José Enrique Varela

from Wikipedia, the free encyclopedia
José Enrique Varela

José Enrique Varela Iglesias (born April 17, 1891 in San Fernando in the province of Cádiz , † March 24, 1951 in Tangier , Morocco ) was a Spanish general and high commissioner of Spanish Morocco .

Career

The son of a noncommissioned officer family he suggested in 1909 that always he strives for a military career in the infantry and was 1,910 out of turn to corporal promoted. In 1912 he came to the Military Academy of Toledo , where he distinguished himself through above-average performance and which he left in 1915 as a lieutenant . In the uprisings in the Spanish protectorate of Morocco , Varela , who had risen to lieutenant , twice received the highest Spanish award for personal bravery, the Cruz Laureada de San Fernando . Because of his achievements, he was promoted to captain . On October 6, 1924, Varela, who had been observing the use of chemical weapons in the Rif War as a combat observer , took command of the Harka de Abdelmalek after the Sherif Abdelmalek had been killed in battle, and made a group of 900 war-experienced men out of them two infantry Tabores and one mounted Mía divided. On September 8, 1925, his Harka de Varela storms the Rif republic contaminated with mustard gas (Lost) near Al-Hoceima . By 1927 he rose to lieutenant colonel and received the Medalla Militar . Towards the end of the 1920s he studied the organization of the infantry there in Germany, France and Switzerland. The Second Spanish Republic saw him as a colonel at the head of a regiment of the Infantería de Marina . He was removed from this position and imprisoned in 1932 after the failed military coup by General Sanjurjo . Although he had not participated in the coup himself, his friendship with General Sanjurjo was his undoing. During his imprisonment, he met the Carlist leader Manuel Fal Conde and helped train the Carlist for a civil war that was already looming . In 1934 he was acquitted of his involvement in the attempted coup d'état Sanjurjo and came to the war school in Madrid , where he was promoted to brigadier general. Varela, who remained an avowed monarchist throughout his life , could never make friends with the republic and was ready to participate in another military coup after the bloody riots against the nobility and clergy following the election victory of the Frente Popular . He therefore joined the putschists around General Francisco Franco .

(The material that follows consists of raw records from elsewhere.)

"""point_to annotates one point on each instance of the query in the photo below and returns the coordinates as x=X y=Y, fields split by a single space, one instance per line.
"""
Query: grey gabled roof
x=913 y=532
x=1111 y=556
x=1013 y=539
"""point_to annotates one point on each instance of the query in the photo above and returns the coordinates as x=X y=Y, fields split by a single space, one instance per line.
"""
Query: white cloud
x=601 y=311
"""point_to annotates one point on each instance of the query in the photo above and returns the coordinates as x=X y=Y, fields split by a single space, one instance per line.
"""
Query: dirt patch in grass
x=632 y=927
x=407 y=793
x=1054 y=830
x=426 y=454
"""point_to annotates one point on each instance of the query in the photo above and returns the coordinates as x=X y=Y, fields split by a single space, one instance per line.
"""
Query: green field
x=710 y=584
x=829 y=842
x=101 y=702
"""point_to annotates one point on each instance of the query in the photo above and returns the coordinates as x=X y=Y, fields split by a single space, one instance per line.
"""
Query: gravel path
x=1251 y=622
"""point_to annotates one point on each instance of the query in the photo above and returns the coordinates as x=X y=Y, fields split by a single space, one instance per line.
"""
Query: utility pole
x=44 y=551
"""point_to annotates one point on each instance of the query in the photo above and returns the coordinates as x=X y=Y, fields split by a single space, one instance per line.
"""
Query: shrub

Varela in the Spanish Civil War

In the first days of the Spanish Civil War , Varela led the coup in Cádiz , later in Seville and throughout western and northern Andalusia . In September 1936, Varela was responsible for the massacre of Republican soldiers and the civilian population when Toledo was captured. War correspondents were not permitted during the last attack on the city. Instead, the siege of the Alcázar of Toledo was reworked all the more extensively by the fascist propaganda . At the end of 1936 he fought off Madrid in the Battle of the Jarama , and later successfully defended Segovia and Brunete against republican attacks. Elevated to division general , he led the operations to recapture Teruel in northeastern Spain in 1937/38 and remained on this front with his army corps until the end of the war.

Army Minister

In 1939 Varela was appointed Minister of the Army, as such he worked to ensure that Spain remained neutral during World War II. It became apparent that he was one of the 30 generals who were paid by Juan March for this, which led to his resignation in 1942.

High Commissioner in Spanish Morocco

From March 4, 1945 to March 24, 1951, José Varela was appointed High Commissioner for Spanish Morocco by Francisco Franco . Varela was known for his brutality. While Franco was courting the Arab League , Varela tried to get the nationalists out of the Moroccans. He banned public gatherings and prevented those suspected of being nationalists from going to the Rif Mountains . Anyone who was picked up on the way there was punished across the board: the punishment was public, they were flogged with a rope that the owner of the Hotel Faro always kept ready in a salt solution. Local tribal farmers did not punish them like this for fear of their reactions. They were foreigners on whom they made their examples: people who came from Melilla or Tetuan , who they identified by wearing jackets or having their hair cut in European style; either those who did not shave their heads or did not wear a fez , or those who wore a "nationalist fez" believed to be part of the nationalist Istiqlal party. To Varela's resentment, Franco Sidi Mohammed allowed a trip to the Spanish protectorate. His procession was cheered all along the route and the caliph declared in a welcoming speech in Asilah : “Morocco is a nation and has only one ruler. ... The Moroccans in the Spanish zone show their loyalty to their Majesty Mohammed V (Morocco) , the commander of the faithful and sole leader of Morocco. "

In 1951 Varela died of leukemia in Morocco . He was posthumously promoted to Capitán General , the highest military rank in Spain.

Individual evidence

  1. ^ Sebastian Balfour Deadly Embrace: Morocco and the Road to the Spanish Civil War , Oxford University Press, 2002, p. 349, p. 195
  2. ^ Hugh Thomas : The Spanish Civil War , New York 2001, p. 399
  3. ^ CR Pennell Morocco Since 1830: A History C. Hurst & Co. Publishers, 2000, p. 271.